Tuesday, 21 April 2009

This guy

Oh christ, this guy.

He's like everywhere. He haunts my dreams.

When I drink water, which I do, I'm not knocking the water drinking, but when I do drink water (FROM A TAP - who am I, Scrooge McDuck?) I rarely get a camera crew to film me doing it. And even then, even without the camera crew, I'm not all nonchalant about how normal and fun and refreshing it is to be drinking water. I drink my water and shut the fuck up (and then I drink your milkshake, I drink it up).

And yes, I know he's an actor paid to perform some lines written by some Non Draper guy (I'm totally copyrighting 'Non Draper' btw) with a faux-hawk and an increasing cocaine addiction, but why does he have to perform them so annoyingly? It's particularly grating because their last ad campaign had a talking volcano and a dinosaur called Tyrannosaurus Alan.
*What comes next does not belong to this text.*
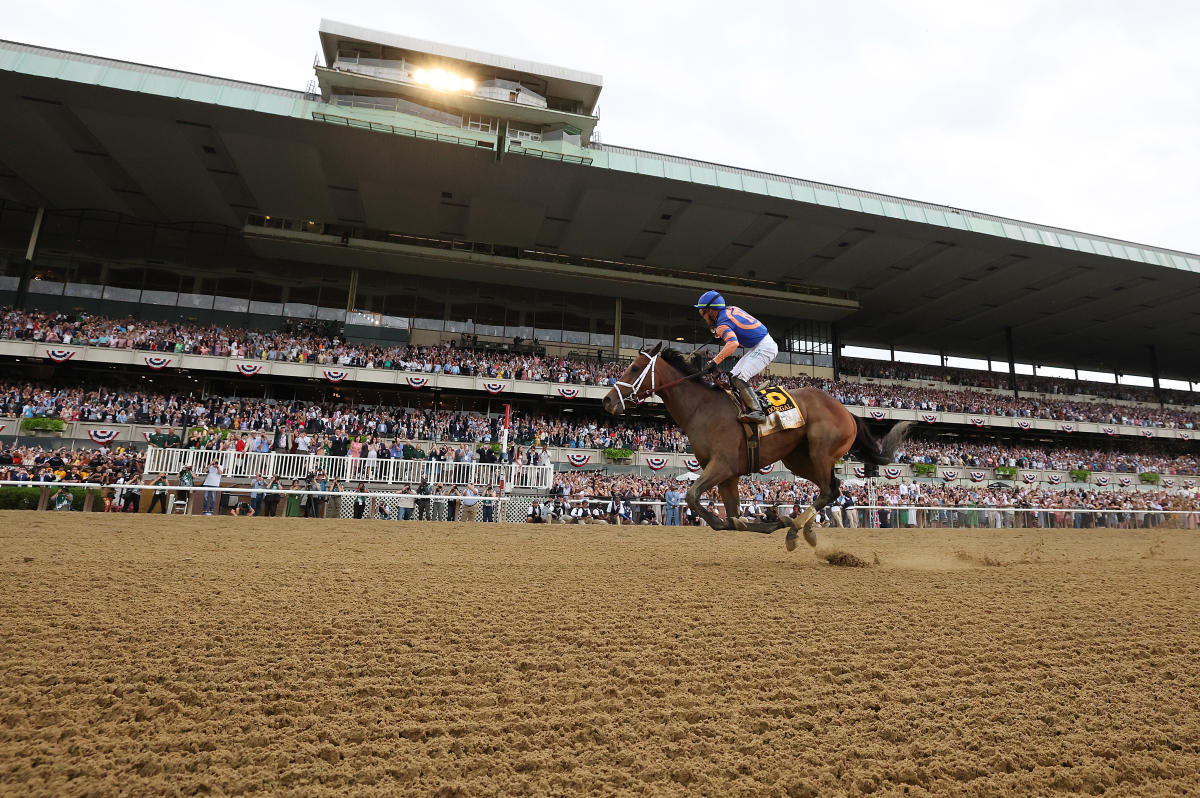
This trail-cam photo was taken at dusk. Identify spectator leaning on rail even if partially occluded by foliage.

That's the kind of shit I can can get behind. (Or at least smirk to myself whenever it comes on and never admit to anyone that I've been so easily manipulated by advertising when I reach for a Volvic water bottle in the queue at the petrol station when I wasn't even thirsty in the first place). I ain't impressed by some hipster loser who works in a restaurant and takes his breaks OUTSIDE so he can DRINK HIS WATER (?!) with his overly relaxed talking-to-camera demeanor and patchy facial hair and hairstyle that was last popular around the time Kurt Cobain was blowing his brains onto a wall.

Which is maybe something this guy needs to consider. That's all I'm sayin'.

Tip of the day: Do not get me started on the Orange cinema adverts.